NTSB: Amtrak engineer was not using phone when train derailed

Emergency personnel work the scene of a deadly train wreck, Tuesday, May 12, 2015, in Philadelphia. An Amtrak train headed to New York City derailed and crashed in Philadelphia. (Joseph Kaczmarek)

The engineer of an Amtrak train that derailed in May was not using his phone at the time of the crash that killed eight.

According to the National Transportation Safety Board, its investigation does not indicate that any calls, texts, or data usage occurred during the time the engineer was operating the train.

Amtrak's records confirm that engineer Brandon Bostian did not access the train's Wi-Fi system while he was operating the train.

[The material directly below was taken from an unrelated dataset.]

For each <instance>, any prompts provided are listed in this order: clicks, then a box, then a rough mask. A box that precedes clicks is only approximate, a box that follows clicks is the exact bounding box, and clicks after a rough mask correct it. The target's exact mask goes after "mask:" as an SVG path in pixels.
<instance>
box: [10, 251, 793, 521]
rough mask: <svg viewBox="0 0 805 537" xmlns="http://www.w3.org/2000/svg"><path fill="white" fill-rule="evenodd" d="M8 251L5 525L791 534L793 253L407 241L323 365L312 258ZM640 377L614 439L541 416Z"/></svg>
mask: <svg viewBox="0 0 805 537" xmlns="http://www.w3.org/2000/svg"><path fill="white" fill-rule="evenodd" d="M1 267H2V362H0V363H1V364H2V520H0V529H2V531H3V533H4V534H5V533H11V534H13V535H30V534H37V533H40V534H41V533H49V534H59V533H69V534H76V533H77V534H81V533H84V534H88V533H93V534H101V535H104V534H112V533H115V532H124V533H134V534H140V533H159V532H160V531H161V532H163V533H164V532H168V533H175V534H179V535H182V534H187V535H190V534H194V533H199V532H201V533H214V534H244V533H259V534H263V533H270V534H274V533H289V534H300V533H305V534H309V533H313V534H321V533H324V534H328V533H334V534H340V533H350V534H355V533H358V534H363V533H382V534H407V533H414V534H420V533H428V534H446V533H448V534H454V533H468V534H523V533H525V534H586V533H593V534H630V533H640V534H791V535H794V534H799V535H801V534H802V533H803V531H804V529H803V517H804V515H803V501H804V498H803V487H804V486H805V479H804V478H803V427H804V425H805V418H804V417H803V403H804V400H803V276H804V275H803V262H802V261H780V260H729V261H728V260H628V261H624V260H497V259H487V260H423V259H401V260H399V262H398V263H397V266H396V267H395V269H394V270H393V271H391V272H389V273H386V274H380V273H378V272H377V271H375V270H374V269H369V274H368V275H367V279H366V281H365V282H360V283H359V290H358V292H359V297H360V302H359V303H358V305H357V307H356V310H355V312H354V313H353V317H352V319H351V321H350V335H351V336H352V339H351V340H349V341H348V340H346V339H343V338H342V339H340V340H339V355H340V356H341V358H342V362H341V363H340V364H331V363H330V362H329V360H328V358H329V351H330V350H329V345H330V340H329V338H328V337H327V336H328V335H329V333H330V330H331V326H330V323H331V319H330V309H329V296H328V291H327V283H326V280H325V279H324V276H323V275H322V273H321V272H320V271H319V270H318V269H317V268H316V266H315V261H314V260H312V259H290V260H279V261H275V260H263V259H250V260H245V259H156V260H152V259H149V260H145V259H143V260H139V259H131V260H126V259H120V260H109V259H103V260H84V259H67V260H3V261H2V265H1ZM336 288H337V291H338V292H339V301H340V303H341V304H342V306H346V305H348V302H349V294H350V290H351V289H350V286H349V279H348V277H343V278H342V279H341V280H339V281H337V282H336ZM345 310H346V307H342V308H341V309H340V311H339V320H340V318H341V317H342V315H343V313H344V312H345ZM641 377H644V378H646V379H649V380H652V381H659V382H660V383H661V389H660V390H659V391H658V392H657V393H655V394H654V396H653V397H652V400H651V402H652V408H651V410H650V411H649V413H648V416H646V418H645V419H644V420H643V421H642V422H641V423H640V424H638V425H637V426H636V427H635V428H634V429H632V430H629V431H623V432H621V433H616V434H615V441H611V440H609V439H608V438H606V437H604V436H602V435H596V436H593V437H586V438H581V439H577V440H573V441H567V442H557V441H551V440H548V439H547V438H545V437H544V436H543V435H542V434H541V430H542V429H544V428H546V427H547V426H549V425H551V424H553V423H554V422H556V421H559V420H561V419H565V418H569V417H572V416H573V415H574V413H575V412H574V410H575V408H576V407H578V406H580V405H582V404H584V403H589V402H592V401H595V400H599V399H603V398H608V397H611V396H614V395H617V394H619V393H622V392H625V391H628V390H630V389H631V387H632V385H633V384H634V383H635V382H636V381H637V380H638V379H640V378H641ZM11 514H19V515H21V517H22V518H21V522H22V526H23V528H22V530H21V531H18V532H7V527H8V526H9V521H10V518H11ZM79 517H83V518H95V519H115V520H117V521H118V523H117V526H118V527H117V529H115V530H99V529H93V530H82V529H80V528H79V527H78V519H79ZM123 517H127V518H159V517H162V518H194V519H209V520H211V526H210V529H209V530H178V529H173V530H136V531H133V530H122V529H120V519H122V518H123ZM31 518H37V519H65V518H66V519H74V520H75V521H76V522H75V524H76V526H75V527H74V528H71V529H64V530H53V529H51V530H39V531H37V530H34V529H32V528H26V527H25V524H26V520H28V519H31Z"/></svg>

Investigators are combing through phone records, locomotive data, radio transmissions and surveillance video to determine if the engineer in last week's deadly Amtrak derailment was using his cellphone while at the controls, federal authorities said Wednesday.

The May 12 derailment killed eight people and injured more than 200. Investigators are looking into why the train from Washington to New York City was going double the 50 mph limit around a sharp curve.

Bostian's lawyer, Robert Goggin, has said his client kept his cellphone in a bag and used it only to call 911 afterward. Bostian, who was injured, told investigators he had no recollection of the crash, the NTSB said.

"The next thing he recalls is being thrown around, coming to, finding his bag, getting his cellphone and dialing 911," Goggin told ABC News the day after the crash.

Goggin has not returned repeated messages from The Associated Press.

Bostian, 32, had been an engineer on the Northeast Corridor for about three years. He was based in New York. He was specifically assigned to the Washington to New York route for several weeks before the derailment, the NTSB said.

He worked a five-day-a-week schedule - making a daily roundtrip from New York to Washington - and had a "very good working knowledge" of the territory and various speed restrictions, NTSB member Robert Sumwalt said.

Bostian spoke to investigators May 15, Sumwalt said, and did not report feeling fatigued or ill while operating the train.